Credo invece che sia una affermazione giusta e, quando è stata pronunciata ( al tempo del primo Governo Berlusconi ) un punto fermo che toccava a un maestro come Sartori mettere nella storia italiana. Eravamo insieme a New York , alla Columbia University, in quel periodo,  e molti colleghi ponevano a Sartori la domanda sulla ossessione italiana di Berlusconi per il comunismo. Della frase che il lettore oggi discute si è impossessato subito Ronald Reagan  che l'ha ripetuta in una memorabile conferenza stampa in cui ha spiegato che, in un mondo senza comunismo, non ha senso  fare gli  anticomunisti.  Dopo Sartori, e in quegli anni ( gli ultimi cinque prima della fine del secolo ) l'organizzare spedizioni contro il comunismo è diventato specialità di una destra sbandata che è stata di Berlusconi, di Le Pen e, adesso di Steve Bannon alla corte di Trump.

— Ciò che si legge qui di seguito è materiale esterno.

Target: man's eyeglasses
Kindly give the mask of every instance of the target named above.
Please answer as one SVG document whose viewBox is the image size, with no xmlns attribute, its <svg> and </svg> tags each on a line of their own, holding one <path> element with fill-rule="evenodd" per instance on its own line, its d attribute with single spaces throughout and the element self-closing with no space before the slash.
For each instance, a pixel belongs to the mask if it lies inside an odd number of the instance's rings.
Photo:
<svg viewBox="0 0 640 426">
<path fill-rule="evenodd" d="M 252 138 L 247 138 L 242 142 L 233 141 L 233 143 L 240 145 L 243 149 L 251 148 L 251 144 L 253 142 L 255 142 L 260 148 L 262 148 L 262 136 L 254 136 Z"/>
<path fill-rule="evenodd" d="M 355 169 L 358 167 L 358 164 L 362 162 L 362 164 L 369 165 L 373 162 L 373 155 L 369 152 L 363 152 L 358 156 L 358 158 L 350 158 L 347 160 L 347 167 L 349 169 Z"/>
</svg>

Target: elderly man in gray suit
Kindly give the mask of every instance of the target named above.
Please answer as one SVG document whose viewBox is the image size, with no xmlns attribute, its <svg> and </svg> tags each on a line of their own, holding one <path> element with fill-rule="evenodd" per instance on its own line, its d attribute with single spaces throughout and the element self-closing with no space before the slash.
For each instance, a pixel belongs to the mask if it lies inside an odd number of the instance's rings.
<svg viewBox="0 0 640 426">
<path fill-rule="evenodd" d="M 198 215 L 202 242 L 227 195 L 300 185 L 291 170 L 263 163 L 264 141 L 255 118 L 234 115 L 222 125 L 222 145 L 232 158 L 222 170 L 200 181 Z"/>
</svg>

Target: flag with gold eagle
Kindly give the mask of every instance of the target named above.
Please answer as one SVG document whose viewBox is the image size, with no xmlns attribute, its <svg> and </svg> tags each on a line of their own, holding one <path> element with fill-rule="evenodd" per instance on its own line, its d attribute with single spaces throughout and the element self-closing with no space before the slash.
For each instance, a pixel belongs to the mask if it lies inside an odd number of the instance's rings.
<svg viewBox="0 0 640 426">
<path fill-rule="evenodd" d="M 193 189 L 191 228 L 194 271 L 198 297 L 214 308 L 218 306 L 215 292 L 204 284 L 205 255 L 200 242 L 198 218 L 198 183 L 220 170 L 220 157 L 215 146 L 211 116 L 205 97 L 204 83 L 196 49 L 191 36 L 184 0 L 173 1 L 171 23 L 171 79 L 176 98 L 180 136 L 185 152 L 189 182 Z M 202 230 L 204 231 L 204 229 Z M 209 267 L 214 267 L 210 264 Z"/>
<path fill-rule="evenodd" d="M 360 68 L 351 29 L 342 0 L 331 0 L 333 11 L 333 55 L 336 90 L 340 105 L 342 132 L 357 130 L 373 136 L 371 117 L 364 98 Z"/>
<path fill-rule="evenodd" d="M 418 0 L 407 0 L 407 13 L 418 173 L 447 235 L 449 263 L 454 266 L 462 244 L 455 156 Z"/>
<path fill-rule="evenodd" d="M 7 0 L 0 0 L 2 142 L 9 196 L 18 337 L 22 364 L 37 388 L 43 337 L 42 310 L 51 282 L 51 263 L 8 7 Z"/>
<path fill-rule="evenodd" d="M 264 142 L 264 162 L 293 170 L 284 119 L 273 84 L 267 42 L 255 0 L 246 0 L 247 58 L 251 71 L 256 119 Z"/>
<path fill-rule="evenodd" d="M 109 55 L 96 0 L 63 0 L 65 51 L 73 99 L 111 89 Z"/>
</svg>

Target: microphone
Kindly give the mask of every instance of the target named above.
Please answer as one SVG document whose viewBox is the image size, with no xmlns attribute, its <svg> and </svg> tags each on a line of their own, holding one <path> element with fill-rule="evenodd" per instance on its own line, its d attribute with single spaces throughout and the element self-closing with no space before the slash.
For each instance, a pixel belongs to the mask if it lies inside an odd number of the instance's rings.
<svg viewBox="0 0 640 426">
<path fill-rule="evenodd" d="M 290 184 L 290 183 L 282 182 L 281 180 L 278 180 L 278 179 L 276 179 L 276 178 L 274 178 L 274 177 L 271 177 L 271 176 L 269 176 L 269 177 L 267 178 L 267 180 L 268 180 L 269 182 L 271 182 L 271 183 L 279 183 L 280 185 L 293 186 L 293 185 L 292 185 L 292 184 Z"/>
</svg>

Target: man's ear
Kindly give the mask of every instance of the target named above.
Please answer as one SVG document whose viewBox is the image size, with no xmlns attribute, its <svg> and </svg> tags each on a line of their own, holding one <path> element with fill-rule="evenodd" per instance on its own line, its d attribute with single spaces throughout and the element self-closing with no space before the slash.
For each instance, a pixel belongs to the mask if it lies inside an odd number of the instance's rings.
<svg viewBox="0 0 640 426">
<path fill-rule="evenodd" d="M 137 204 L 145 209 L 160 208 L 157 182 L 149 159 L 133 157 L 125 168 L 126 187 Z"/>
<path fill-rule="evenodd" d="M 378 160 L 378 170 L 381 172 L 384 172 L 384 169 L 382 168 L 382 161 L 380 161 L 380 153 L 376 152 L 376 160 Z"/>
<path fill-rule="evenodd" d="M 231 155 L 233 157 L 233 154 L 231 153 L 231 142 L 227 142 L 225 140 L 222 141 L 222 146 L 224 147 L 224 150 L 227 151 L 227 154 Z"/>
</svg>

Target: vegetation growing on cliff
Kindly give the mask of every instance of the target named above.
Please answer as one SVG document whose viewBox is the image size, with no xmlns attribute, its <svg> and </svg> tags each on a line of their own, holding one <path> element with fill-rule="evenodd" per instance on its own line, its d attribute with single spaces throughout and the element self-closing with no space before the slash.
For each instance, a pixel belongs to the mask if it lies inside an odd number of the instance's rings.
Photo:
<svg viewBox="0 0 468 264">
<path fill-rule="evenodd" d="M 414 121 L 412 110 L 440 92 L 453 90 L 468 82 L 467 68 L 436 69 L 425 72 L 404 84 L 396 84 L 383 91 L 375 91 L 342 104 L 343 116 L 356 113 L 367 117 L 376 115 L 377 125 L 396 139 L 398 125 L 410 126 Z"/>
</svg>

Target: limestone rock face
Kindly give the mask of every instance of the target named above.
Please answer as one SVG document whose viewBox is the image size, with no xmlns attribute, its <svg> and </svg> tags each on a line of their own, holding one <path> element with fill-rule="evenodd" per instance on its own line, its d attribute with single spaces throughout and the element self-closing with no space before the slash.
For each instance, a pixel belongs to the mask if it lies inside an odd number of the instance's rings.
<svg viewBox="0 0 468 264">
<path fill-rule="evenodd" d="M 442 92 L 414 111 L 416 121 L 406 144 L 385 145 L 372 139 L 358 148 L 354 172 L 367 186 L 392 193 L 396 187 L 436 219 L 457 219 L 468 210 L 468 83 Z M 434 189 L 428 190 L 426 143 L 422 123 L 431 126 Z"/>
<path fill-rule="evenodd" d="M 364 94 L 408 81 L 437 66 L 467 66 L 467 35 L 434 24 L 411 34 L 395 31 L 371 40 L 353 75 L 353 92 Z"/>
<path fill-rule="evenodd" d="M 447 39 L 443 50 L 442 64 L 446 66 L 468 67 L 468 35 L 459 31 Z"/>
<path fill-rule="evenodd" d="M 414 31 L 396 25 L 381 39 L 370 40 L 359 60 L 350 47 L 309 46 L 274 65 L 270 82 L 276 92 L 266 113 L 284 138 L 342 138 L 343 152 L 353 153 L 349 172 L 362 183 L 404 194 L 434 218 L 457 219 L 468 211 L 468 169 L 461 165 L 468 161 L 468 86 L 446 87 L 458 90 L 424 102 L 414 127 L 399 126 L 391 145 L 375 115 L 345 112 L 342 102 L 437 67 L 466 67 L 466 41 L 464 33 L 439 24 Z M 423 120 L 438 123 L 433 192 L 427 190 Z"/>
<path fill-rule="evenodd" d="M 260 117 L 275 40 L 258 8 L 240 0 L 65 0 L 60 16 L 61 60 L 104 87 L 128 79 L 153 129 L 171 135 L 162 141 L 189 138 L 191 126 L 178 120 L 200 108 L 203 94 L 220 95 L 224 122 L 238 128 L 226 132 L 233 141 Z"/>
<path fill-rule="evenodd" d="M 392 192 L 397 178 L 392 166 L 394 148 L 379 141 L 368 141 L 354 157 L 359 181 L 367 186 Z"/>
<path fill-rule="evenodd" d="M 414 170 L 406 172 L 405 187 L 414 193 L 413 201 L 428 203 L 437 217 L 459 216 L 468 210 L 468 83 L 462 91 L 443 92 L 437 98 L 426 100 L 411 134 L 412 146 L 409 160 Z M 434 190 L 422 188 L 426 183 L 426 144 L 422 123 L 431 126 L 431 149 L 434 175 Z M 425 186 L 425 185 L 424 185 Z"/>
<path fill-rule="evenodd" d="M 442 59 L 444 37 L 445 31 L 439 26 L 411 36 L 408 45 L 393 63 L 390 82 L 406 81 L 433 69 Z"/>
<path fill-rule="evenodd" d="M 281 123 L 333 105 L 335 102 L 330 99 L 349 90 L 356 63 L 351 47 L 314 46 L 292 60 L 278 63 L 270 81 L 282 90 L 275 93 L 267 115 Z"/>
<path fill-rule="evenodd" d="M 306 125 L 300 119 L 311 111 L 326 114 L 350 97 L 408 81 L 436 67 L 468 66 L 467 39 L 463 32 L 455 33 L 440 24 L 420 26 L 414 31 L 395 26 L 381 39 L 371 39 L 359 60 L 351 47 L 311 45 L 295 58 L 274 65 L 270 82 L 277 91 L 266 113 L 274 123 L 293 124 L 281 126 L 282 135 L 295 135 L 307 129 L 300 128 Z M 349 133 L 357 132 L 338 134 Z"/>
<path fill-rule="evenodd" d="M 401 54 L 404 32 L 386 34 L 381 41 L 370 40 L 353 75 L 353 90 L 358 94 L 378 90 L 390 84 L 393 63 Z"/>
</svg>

Sartori, con quella breve frase, ha tagliato  fuori dalla storia tutti coloro che, non avendo altre carte  da giocare e altre idee da discutere, al di fuori del vecchio e defunto comunismo ( inteso come  regime sovietico e dintorni culturali europei ), continuavano a rimpiangere il buon tempo andato della netta divisone del mondo, che aveva il comunismo come nemico e pericolo unico e totale. Sartori ha reso ridicolo prima del tempo il progetto di fingere di combattere ancora un morto per non dover entrare nelle nuove discussioni  e dibattiti in  un mondo completamente cambiato. Soprattutto ha svelato ( ricordare gli anni ) la finzione patriottica di Berlusconi e ha anticipato, da vero e autorevole conservatore, tutti coloro che, penosamente, continuano a imitarlo e a denunciare il pericolo comunista anche oggi. Come ha ricordato il Fatto in questi giorni,l'affinità fra Montanelli e Sartori, senza alcun legame,  e con una  sorprendente coincidenza di  tempi e modi per tagliare fuori le parti inutili del passato, ha allargato lo spazio per dimostrare il senso di una sterile battaglia nel vuoto ( l'accusa di comunismo fuori tempo massimo )  che ha consentito di governare male e nel vuoto. Ma ci resta la loro testimonianza, e la grandiosa eredità culturale  di Sartori, il solo politologo tradotto nel mondo come un autore di thriller.